Japan department store sales hit 36-year low in 2016
Japan’s department store sales fell to their lowest in nearly four decades in 2016, data showed on Friday, underscoring the fragile nature of the country’s economic recovery.
Sales of clothing were sluggish as Japanese consumers tightened their purse strings on slow wage growth.

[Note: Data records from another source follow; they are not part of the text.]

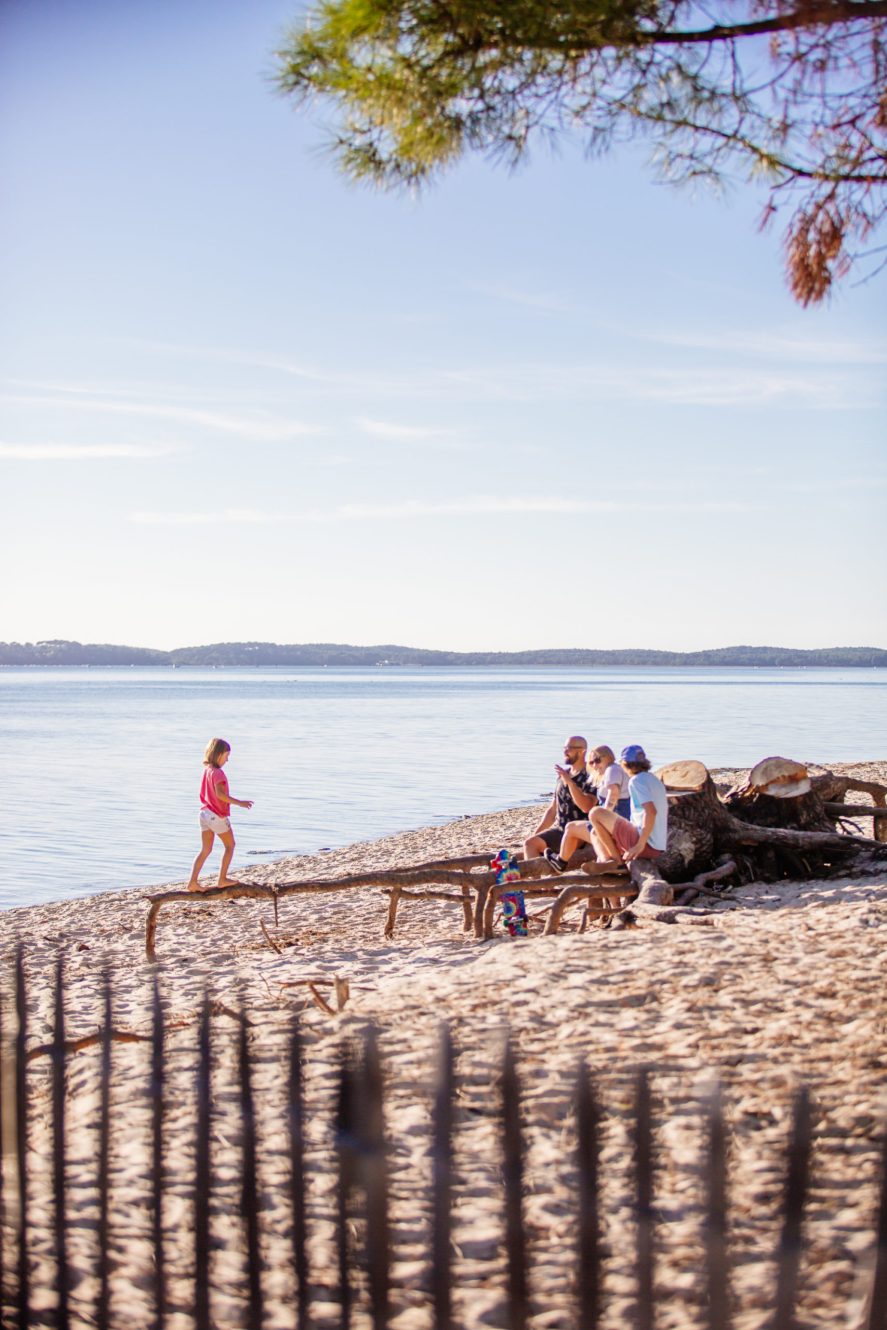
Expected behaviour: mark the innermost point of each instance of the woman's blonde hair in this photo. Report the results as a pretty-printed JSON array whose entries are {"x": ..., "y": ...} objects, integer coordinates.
[
  {"x": 605, "y": 754},
  {"x": 214, "y": 750}
]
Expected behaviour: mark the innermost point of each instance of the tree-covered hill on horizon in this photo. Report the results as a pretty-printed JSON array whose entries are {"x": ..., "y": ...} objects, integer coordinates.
[{"x": 59, "y": 652}]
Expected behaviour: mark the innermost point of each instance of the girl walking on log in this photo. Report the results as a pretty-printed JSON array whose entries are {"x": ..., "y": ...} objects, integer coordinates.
[{"x": 216, "y": 802}]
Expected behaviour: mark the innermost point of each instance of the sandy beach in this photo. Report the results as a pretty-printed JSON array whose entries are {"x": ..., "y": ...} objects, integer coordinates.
[{"x": 781, "y": 986}]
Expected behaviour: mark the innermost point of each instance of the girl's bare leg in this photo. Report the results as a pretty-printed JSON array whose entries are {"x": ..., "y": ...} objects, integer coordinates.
[
  {"x": 228, "y": 841},
  {"x": 206, "y": 846},
  {"x": 601, "y": 823},
  {"x": 573, "y": 835}
]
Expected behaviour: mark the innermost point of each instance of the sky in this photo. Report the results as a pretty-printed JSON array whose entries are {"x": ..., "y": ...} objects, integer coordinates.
[{"x": 244, "y": 399}]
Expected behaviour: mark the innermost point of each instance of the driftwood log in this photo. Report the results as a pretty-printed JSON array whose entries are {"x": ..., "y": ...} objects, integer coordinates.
[{"x": 779, "y": 822}]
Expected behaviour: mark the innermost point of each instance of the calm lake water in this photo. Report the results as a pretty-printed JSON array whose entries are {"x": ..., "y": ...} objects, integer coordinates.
[{"x": 101, "y": 766}]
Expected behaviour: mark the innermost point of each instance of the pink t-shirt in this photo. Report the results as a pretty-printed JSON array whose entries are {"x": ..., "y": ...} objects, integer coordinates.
[{"x": 213, "y": 781}]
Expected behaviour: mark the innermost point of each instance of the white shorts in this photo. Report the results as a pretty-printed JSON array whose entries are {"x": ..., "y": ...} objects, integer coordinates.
[{"x": 213, "y": 822}]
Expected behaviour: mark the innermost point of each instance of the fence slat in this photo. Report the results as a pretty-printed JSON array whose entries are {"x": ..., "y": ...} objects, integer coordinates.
[
  {"x": 298, "y": 1179},
  {"x": 716, "y": 1218},
  {"x": 157, "y": 1079},
  {"x": 644, "y": 1198},
  {"x": 442, "y": 1184},
  {"x": 789, "y": 1252},
  {"x": 513, "y": 1180},
  {"x": 375, "y": 1180},
  {"x": 249, "y": 1193},
  {"x": 202, "y": 1168},
  {"x": 104, "y": 1159},
  {"x": 345, "y": 1144},
  {"x": 589, "y": 1237},
  {"x": 23, "y": 1293},
  {"x": 59, "y": 1172},
  {"x": 878, "y": 1308}
]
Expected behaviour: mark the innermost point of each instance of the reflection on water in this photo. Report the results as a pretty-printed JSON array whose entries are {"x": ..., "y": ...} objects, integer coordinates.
[{"x": 103, "y": 765}]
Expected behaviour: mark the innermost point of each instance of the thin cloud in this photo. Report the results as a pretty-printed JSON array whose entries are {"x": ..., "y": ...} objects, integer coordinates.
[
  {"x": 403, "y": 432},
  {"x": 411, "y": 508},
  {"x": 267, "y": 430},
  {"x": 769, "y": 346},
  {"x": 77, "y": 451},
  {"x": 543, "y": 301}
]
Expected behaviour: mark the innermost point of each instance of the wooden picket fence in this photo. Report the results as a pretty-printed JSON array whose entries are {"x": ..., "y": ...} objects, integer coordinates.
[{"x": 361, "y": 1189}]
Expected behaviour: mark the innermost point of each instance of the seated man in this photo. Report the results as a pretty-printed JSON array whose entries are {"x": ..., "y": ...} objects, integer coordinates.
[
  {"x": 573, "y": 797},
  {"x": 615, "y": 837}
]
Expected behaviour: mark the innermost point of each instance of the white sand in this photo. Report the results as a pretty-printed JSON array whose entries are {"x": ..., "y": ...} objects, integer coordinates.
[{"x": 787, "y": 987}]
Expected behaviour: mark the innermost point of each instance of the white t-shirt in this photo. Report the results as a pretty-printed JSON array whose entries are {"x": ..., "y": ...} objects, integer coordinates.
[
  {"x": 615, "y": 774},
  {"x": 642, "y": 789}
]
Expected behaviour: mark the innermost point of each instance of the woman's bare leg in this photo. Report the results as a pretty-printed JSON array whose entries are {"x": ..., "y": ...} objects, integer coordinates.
[
  {"x": 603, "y": 822},
  {"x": 228, "y": 841},
  {"x": 575, "y": 833},
  {"x": 206, "y": 846}
]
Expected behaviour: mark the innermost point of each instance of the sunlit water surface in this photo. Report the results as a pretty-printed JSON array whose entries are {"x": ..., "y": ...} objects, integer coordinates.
[{"x": 101, "y": 766}]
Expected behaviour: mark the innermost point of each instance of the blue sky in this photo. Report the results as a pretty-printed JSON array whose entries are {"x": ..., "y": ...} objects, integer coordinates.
[{"x": 242, "y": 399}]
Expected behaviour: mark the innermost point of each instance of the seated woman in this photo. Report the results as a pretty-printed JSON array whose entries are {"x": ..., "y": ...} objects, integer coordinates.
[
  {"x": 611, "y": 788},
  {"x": 645, "y": 837}
]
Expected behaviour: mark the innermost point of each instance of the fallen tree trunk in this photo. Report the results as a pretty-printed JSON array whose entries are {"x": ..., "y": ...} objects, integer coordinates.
[{"x": 779, "y": 822}]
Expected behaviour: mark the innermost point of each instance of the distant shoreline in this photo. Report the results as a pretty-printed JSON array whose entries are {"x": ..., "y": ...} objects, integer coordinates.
[{"x": 270, "y": 655}]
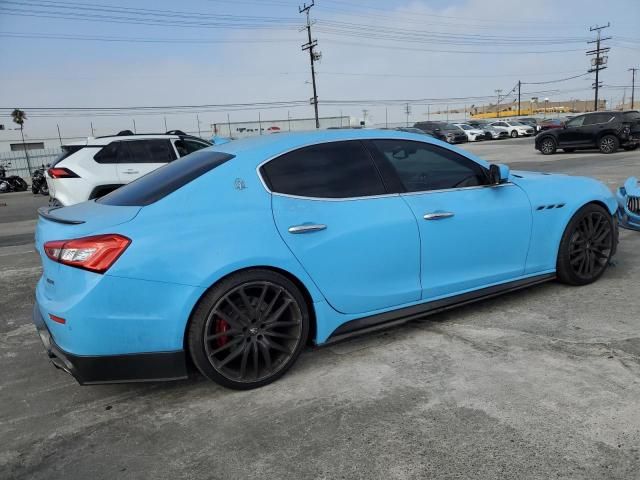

Spending by overseas tourists, who once flocked to buy luxury items, peaked to the dismay of department stores that have become increasingly reliant on inbound tourism, analysts say.
“It’s clear department stores took a hit from a slowdown in spending by Chinese tourists, who still shop but spend less,” said Yoshiki Shinke, chief economist at Dai-ichi Life Research Institute.
“I expect consumption to fare somewhat better this year, though Japanese consumers may not boost spending much if the rising cost of imports push up grocery bills.”
Department store sales fell 2.9 percent in 2016 from a year earlier to 5.978 trillion yen ($52.1 billion), sliding below 6 trillion yen for the first time since 1980, data by the Japan Department Stores Association showed.
Sales in December fell 1.7 percent from a year earlier, marking the 10th straight month of declines, the data showed.
The data underscores the difficulty policymakers face in eradicating Japan’s deflationary mindset and prodding consumers to boost spending.
Japan’s economy is recovering moderately as exports and factory output pick up, reflecting improvements in overseas demand.
Private consumption has also shown signs of life after slumping last year, though many analysts expect any rebound to be modest as companies remain wary of raising wages.